Los creadores de ‘Por trece razones’ siempre han levantado el escudo respecto a la intención con la que nació la serie: generar debate entre los jóvenes y hablar de los temas “tabú” que les conciernen, como el acoso escolar, el suicidio, la violación o el consumo de drogas. “Al sacar a la luz estos temas tan difíciles, la serie puede ayudar a los espectadores a hablar de ellos”, explican los propios actores en un comunicado previo al primer episodio de la segunda temporada. Claro que, cuando se quieren tratar tantos temas en unos pocos episodios, corres el riesgo de pecar de superficial.

Acabó la exitosa primera temporada y todo estalló. Al principio, mientras masticábamos lo que estábamos viendo, 'Por trece razones' nos mantuvo en vilo y con las luces encendidas hasta las tantas de la madrugada, deseosos y preocupados por saber qué demonios podría haber hecho el bueno de Clay para merecerse una de esas cintas. La serie se anunciaba como el altavoz de los temas que tanto escuecen, sobre todo en edad escolar, pero a medida que avanzaba el visionado de capítulos, arrancaba la ola de críticas: muchos que habían tenido cerca esas situaciones aseguraban que glorificaba el suicidio, se dispararon los artículos con psicólogos que recomendaban que los adolescentes no la consumieran o lo hicieran con adultos, e incluso se habló de un caso de un suicidio en el que se dejó mensajes en cintas, alimentado por la serie. Hace poco, una madre culpaba a ‘Por trece razones’ del intento de suicidio de su hija de quince años.

Los creadores de la serie aseguran ser conscientes. Saben de las críticas, saben de los problemas que ha habido y que sus principales consumidores, a los que querían hacer debatir sobre estos temas, solo debaten sobre si la serie debería seguir en emisión. Se han hecho eco del riesgo de suicidio que puede conllevar ver la serie por parte de ciertas personas. Son conscientes, repiten, por eso han colocado una advertencia bienintencionada antes del primer episodio de la nueva temporada de voz de los propios actores. “‘Por trece razones’ es una serie de ficción que aborda temas muy duros y reales, pero si vives estos problemas en tus propias carnes esta serie puede no ser para ti o quizá prefieras verla con un adulto de confianza”, aconsejan sacudiéndose responsabilidades.

Visibilizar temas como el acoso o la violación no es suficiente si no se hace bien

Al debate de la representación del suicidio adolescente de la primera temporada, se le ha unido otro en la nueva hornada de episodios: el de la violación y el de una escena del cierre de temporada que ha levantado polvareda y ha sido -qué novedad- calificada como polémica. No se trata de no visibilizar temas controvertidos, al contrario. Visibilizar, hablar, es algo necesario. Pero, ¿era necesario mostrar tanto sufrimiento? Muchos creen que no, que ‘Por trece razones’ ha vuelto a jugar con fuego.

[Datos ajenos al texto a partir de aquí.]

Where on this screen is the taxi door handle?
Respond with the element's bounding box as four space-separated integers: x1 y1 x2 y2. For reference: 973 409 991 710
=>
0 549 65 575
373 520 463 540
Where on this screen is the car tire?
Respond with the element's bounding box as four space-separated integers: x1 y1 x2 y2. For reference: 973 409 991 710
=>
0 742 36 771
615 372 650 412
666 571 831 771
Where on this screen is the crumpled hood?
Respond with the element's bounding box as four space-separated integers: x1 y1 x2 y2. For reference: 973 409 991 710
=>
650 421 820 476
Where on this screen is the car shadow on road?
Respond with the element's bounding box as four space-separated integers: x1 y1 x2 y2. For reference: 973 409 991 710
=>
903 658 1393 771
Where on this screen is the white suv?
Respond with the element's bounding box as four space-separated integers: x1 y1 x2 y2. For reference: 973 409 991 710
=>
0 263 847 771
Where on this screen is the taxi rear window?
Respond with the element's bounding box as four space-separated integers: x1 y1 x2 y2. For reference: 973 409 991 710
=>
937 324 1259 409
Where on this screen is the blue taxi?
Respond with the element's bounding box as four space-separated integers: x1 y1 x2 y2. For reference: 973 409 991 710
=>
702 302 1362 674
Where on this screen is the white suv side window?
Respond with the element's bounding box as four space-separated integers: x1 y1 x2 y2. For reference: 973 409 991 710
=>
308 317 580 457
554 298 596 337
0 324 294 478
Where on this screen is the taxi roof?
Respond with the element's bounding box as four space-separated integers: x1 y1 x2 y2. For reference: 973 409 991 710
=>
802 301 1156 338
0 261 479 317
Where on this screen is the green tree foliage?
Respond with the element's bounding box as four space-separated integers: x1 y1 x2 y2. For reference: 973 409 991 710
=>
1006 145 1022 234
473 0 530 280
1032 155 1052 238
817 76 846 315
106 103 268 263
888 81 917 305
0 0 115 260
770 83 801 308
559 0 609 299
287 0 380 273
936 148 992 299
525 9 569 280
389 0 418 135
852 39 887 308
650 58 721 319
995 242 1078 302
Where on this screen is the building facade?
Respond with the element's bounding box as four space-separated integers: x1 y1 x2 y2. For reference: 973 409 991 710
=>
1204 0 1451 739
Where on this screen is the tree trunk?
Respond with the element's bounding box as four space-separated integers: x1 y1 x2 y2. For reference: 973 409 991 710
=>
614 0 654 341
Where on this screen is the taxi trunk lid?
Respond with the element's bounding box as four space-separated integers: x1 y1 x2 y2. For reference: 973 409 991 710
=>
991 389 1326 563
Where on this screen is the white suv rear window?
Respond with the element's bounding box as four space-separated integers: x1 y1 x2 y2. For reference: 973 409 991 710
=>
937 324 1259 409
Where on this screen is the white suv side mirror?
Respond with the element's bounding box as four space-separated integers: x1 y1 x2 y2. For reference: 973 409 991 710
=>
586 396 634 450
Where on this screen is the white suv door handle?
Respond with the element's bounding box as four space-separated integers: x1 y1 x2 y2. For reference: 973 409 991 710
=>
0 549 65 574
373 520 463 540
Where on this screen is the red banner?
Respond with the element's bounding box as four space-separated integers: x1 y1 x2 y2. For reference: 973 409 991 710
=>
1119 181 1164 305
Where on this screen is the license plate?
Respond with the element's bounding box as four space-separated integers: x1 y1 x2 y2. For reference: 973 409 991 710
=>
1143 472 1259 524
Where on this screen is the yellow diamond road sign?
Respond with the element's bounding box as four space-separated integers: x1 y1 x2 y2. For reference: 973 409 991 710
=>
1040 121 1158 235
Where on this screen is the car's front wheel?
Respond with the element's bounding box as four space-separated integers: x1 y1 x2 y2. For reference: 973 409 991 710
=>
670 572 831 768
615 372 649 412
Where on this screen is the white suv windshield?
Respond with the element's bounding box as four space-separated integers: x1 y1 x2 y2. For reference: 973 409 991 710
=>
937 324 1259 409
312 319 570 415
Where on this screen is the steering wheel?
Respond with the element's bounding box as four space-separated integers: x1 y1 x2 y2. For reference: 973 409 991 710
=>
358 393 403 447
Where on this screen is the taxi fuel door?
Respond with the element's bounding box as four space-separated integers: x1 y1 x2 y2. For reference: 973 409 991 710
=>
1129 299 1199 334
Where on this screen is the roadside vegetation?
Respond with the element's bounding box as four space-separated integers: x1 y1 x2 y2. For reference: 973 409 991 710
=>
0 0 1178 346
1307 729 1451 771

No seré yo la que entre a censurar nada. Creo que la ficción debe tener libertad para contar lo que quiera y como considere, sea o no “violencia innecesaria”. Ahí está, por ejemplo, ‘El cuento de criada’ que poco a poco ha ido esquivando este tema hasta que ha comenzado a estallar. El problema de ‘Por trece razones’ es que la visibilización no es suficiente si no se hace bien. Enseñar a una adolescente que se suicida no puede lanzar un mensaje de diálogo cuando hace aguas por todas partes: ¿glorifica el suicidio? ¿Lo promueve como método de venganza? ¿Su crítica a las situaciones de acoso es poco contundente? Aunque la respuesta pueda ser que no para algunas personas -desde luego, no todas vemos y sentimos igual-, que la charla entre espectadores y críticos se haya centrado estas preguntas habla por sí misma.

‘Por trece razones’ no ha acertado con el tratamiento y, como consecuencia, no ha conseguido estimular ese debate tan necesario. A la producción de Selena Gómez le ha rodeado tanto la polémica que el tema central de las noticias o de las redes sociales no han sido los tabús que trata, sino si la serie es adecuada y si debería o no continuar. El mensaje que pretendían transmitir ha acabado difuminado entre declaraciones del creador Brian Yorkey defendiendo tal o cual escena y las buenas intenciones se las ha comido la falta de compromiso.